The work on this technology is related to the federated security research Florida Tech has been involved with since 2013, led by Carvalho as principle investigator.
What started out as research on what basic infrastructure requirements would be needed for cybersecurity evolved into research focused on a combination of large network communications, decision algorithms and data visualization tools. Florida Tech’s research recently led to security demonstrations that featured a network of 1,100 computers.
“We are building intelligent algorithms capable of optimizing complex cyber defense infrastructures on demand, and in collaboration with human analysts,” Carvalho said.
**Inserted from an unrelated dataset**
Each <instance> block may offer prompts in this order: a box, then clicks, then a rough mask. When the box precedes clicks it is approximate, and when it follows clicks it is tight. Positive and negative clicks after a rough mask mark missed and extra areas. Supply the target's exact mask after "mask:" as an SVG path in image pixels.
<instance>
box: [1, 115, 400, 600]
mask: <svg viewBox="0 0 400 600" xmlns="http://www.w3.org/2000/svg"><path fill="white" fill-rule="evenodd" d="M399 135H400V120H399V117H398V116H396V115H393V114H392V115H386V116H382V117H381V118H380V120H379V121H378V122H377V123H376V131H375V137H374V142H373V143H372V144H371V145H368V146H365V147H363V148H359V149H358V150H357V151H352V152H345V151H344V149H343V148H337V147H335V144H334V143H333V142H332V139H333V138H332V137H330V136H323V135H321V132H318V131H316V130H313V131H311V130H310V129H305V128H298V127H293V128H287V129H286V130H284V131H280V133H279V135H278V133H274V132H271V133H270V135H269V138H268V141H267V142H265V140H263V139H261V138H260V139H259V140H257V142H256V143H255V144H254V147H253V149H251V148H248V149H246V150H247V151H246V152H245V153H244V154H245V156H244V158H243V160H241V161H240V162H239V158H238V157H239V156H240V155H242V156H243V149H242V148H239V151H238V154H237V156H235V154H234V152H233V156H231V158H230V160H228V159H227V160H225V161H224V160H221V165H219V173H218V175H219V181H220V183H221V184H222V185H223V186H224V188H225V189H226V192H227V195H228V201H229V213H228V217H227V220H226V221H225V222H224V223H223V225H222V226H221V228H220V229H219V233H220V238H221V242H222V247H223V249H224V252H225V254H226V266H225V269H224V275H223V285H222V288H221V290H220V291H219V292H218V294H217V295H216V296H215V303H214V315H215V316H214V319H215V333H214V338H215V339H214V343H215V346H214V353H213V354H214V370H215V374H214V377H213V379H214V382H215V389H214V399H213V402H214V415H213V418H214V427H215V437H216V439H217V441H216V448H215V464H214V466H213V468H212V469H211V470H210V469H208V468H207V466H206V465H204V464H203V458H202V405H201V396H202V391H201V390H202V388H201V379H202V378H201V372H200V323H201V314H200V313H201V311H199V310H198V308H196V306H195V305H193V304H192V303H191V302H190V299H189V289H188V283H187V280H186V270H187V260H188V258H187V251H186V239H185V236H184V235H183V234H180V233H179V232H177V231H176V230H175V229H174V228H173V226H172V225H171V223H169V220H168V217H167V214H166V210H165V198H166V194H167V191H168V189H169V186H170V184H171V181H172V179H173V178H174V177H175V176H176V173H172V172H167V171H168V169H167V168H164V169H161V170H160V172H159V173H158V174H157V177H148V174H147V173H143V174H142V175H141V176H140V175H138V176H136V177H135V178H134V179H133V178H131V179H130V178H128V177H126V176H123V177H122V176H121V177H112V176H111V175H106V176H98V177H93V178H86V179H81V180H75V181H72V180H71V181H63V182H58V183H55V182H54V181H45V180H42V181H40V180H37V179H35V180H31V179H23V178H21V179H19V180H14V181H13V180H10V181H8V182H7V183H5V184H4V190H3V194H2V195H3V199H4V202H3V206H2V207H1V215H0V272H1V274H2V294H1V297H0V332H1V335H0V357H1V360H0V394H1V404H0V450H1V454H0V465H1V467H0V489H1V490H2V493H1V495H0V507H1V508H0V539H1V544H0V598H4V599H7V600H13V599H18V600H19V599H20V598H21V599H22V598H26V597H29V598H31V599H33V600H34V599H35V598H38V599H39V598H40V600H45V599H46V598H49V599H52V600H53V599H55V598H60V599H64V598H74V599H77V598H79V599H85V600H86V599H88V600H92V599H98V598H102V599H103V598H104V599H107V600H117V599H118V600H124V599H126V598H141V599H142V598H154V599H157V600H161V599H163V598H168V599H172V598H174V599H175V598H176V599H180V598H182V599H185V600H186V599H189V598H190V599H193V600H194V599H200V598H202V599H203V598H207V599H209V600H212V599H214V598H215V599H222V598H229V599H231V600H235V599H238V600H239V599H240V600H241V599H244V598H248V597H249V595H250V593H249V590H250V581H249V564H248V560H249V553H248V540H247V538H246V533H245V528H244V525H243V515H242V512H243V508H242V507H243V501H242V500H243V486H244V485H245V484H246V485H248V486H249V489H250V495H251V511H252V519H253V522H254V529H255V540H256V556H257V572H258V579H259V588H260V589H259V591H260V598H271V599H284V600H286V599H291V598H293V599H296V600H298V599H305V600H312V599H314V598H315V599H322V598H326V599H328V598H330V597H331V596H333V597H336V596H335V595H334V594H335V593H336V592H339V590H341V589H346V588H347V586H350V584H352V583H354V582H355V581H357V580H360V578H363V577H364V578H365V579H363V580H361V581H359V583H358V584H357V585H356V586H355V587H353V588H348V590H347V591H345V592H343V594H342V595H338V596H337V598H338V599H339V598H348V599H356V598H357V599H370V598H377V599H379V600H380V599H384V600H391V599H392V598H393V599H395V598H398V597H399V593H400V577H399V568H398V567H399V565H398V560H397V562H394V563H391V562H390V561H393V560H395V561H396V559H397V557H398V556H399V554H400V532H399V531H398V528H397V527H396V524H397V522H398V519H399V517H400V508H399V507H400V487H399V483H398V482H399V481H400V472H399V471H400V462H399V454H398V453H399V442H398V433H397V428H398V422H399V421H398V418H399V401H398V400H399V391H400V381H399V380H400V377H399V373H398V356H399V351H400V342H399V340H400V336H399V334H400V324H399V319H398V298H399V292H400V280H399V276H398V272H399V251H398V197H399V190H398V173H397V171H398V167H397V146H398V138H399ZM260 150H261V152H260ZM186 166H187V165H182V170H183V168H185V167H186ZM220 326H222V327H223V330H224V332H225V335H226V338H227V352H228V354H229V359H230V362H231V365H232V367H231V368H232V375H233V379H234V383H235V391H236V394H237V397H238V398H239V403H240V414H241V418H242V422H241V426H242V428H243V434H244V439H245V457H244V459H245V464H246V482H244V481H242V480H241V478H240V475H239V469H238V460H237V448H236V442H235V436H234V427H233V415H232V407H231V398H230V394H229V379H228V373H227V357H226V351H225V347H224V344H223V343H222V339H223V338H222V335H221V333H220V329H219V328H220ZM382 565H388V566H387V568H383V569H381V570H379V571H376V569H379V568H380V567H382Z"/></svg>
The security customization sparked by the patented algorithm also allows for much more user flexibility by researchers. If the algorithm finds a solution that can better protect systems from threats, Eskridge, Carvalho and their team are then able to make variants of the code for different parts of the system.
While this research is mostly for government use, there is a version the team is working on that allows people to share information with each other and to automatically enhance their security. For example, it tracks suspicious IP addresses, avoids them and shares them with users on the network, giving all users an extra level of security. A demonstration of this system will take place in the coming weeks.
The ability to continue to optimize network defenses is key in a world that, according to Security Magazine, sees 2,200 cyberattacks per day, or approximately one every 39 seconds.
“I think this will really be useful for home and small business, just because it’s difficult to keep up with all the updates,” Eskridge said. “If our system can do this for your automatically, we’re going to make people much, much safer.”
Both Carvalho and Eskridge are members of the National Academy of Inventors (NAI), a member organization comprising U.S. and international universities, and governmental and non-profit research institutes, with over 4,000 individual inventor members and Fellows spanning more than 250 institutions worldwide. The NAI publishes the multidisciplinary journal Technology and Innovation, Journal of the National Academy of Inventors.